I was so thankful that it was policy to be wheeled to the recovery room because I don’t think I could have stood that long, let alone walked. Andy and I held our sweet baby girl and introduced her to friends and family, one of which was kind enough to bring me a fat chipotle burrito to eat.

We had to stay 2 nights in the hospital because of the amount of blood I lost and the amount of swelling in my feet and legs. I was so anxious to get home and just be a family but in order to be released my blood pressure had to come down. The midwife came in as my blood pressure was being taken by the nurse and she began to talk to me about the labor and delivery. My blood pressure skyrocketed. The nurse laughed and told us she wouldn’t chart that one, but come back later to check it because it was low enough to leave earlier and just needed to be checked once more before I had the okay to go. Clearly it was a traumatic experience.  After a little wait we were cleared and on a warm Friday, November 5, 2009 we got to bring Amelia home.

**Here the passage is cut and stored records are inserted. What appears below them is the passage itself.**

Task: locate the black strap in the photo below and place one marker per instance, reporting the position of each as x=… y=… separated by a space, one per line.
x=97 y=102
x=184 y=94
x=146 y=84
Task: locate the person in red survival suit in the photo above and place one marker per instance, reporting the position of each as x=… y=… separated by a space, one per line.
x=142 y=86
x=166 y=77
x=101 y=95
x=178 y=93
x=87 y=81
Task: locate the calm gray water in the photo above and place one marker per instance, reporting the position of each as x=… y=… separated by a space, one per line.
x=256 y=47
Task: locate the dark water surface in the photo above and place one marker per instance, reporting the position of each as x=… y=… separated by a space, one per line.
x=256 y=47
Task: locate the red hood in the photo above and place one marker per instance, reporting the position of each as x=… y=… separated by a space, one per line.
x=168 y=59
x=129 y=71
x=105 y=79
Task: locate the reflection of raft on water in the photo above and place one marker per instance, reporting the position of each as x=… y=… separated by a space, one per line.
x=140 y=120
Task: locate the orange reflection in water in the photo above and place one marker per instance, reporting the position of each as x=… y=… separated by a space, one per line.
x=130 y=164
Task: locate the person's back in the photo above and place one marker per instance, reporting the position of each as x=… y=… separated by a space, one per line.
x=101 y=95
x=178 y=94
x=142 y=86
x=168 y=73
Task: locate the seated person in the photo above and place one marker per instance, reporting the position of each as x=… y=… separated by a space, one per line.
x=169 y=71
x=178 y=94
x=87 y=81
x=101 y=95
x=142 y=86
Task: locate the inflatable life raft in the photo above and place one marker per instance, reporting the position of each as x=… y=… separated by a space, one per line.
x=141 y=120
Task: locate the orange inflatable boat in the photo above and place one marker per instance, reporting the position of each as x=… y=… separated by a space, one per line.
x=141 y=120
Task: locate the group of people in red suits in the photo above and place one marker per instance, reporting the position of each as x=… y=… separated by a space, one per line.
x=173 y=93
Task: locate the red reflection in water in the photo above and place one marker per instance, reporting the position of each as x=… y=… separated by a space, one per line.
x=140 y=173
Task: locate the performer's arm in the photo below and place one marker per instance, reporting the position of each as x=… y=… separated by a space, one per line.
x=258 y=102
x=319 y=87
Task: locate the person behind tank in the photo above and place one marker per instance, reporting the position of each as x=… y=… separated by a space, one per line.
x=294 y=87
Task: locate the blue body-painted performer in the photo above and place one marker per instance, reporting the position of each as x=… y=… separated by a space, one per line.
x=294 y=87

Now here we are three years later and I can hardly believe how much time has gone by. I am so proud of this little person and who she is becoming. I am so thankful that I get to see her every day and watch as she grows. She is always full of energy and she’s so funny. As she’s getting older she is becoming even more independent and a little sassy. I wouldn’t change one thing about her.

Happy birthday Amelia. Mommy and Daddy love you very much!

1 comment:

  1. I love hearing birth stories! You definitely put in some work for that sweet little girl! I am so impressed you didn't get that epidural! My birth plan went out the window in a matter of minutes as well, I know how frustrating that can be. But it is definitely a big job getting these little ones into the world!